The cost of getting all four wisdom teeth out starts at about $1000 and increases significantly if hospitalisation is required, or if teeth are impacted into the jaw. While Australians are blessed with Medicare to cover most of our medical needs, it doesn’t help out at the dentist, and the high costs exclude many from receiving even basic dental care. A recent survey by the University of Adelaide shows one in three Australians avoid or delay dental treatment because of the cost. With sad predictability, those on low incomes fare the worst; a Federal report released in February shows 39 per cent of adults from households earning below $20,000 a year live with untreated teeth decay—twice the number of those in households earning over $80,000 a year.
Australia is considered to have among the worst oral health in the developed world, seemingly incongruous with our proud claim of having one the world’s best public health systems. The lack of universally subsidised dental care is conspicuously absent. The shortcoming is even more flagrant when compared to what is provided by otherwise comparable health schemes. That $1000-plus wisdom teeth extraction? A publicly-funded dentist in the United Kingdom would charge £47GBP (about $70AUD) for the same procedure. So accessible too is the British public dental system that over half of all Brits have been to a public dentist in the past two years. While there are some community clinics in Australia, they’re only available to welfare recipients and the waiting lists are crippling.
So we pay for our own dental work. ‘So what?’, you may say. ‘I’d rather pay for just my own than have my taxes pay for yours too’. Well, this isn’t just a case of an inadequate health care system, it’s one of injustice too: the Federal Government puts your taxes towards some Australians’ dental care, but not necessarily those who need the assistance.
The subsidy comes in the form of the Private Health Insurance Rebate, which covers 30 per cent of the cost of insurance for things like dental work. For example, if someone takes out a mid-range ‘Extras’ cover for one year at $500, the Government will cover $150 of that bill.

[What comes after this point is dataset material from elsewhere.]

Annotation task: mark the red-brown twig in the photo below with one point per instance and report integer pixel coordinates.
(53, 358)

That insurance should cover at about half a $1000 dental bill. So as a rough break down, they could get away paying a dentist $500 to take out their wisdom teeth, and the rest would be covered by their insurance (for which the patient paid $350 and tax payers paid $150).

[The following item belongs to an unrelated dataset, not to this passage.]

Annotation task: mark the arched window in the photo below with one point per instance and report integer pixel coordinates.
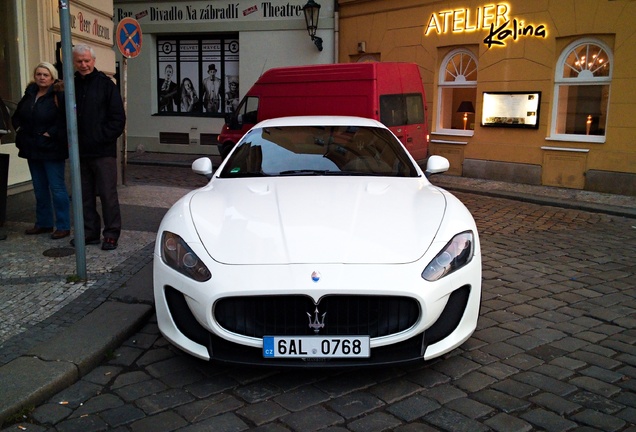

Someone without private insurance wouldn’t receive any government assistance at all and would pay the full cost of treatment themselves. The rebate subsidises the dental care of those who can afford insurance, while no assistance is offered to those least able to pay for their own health care.
The argument in support of the rebate on private health insurance is that it encourages the use of the private health system, easing the burden on the public system. This may apply for hospital treatment, but there isn’t a public dental system to ease the burden of, making the rebate on dental insurance an imprudent and inequitable drain on public health expenditure.

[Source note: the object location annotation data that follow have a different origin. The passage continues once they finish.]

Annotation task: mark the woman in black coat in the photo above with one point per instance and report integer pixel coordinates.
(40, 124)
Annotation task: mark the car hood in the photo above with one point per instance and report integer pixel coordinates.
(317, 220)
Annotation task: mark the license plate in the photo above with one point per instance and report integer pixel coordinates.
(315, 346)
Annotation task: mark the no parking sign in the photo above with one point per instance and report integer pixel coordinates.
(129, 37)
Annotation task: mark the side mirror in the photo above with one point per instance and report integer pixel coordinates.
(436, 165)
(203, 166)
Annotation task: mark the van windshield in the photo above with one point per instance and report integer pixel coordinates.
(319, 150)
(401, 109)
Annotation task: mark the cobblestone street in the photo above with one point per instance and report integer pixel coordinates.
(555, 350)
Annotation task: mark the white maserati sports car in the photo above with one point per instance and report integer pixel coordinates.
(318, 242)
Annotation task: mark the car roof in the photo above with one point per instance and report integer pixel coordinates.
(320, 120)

This year’s federal budget included a modest $53 million for ‘dental internships’, to encourage student dentists to spend their final year of study working in community clinics. The Gillard government is also implementing a means-test of the rebate on hospital insurance, so high income earners won’t receive the subsidy, but there is no plan to change the rebate on dental or ‘extras’ insurance.
These are small steps in the right direction, but universally available dental care looks a long way off. In the meantime, Australians will continue to have among the worst oral health in the developed world.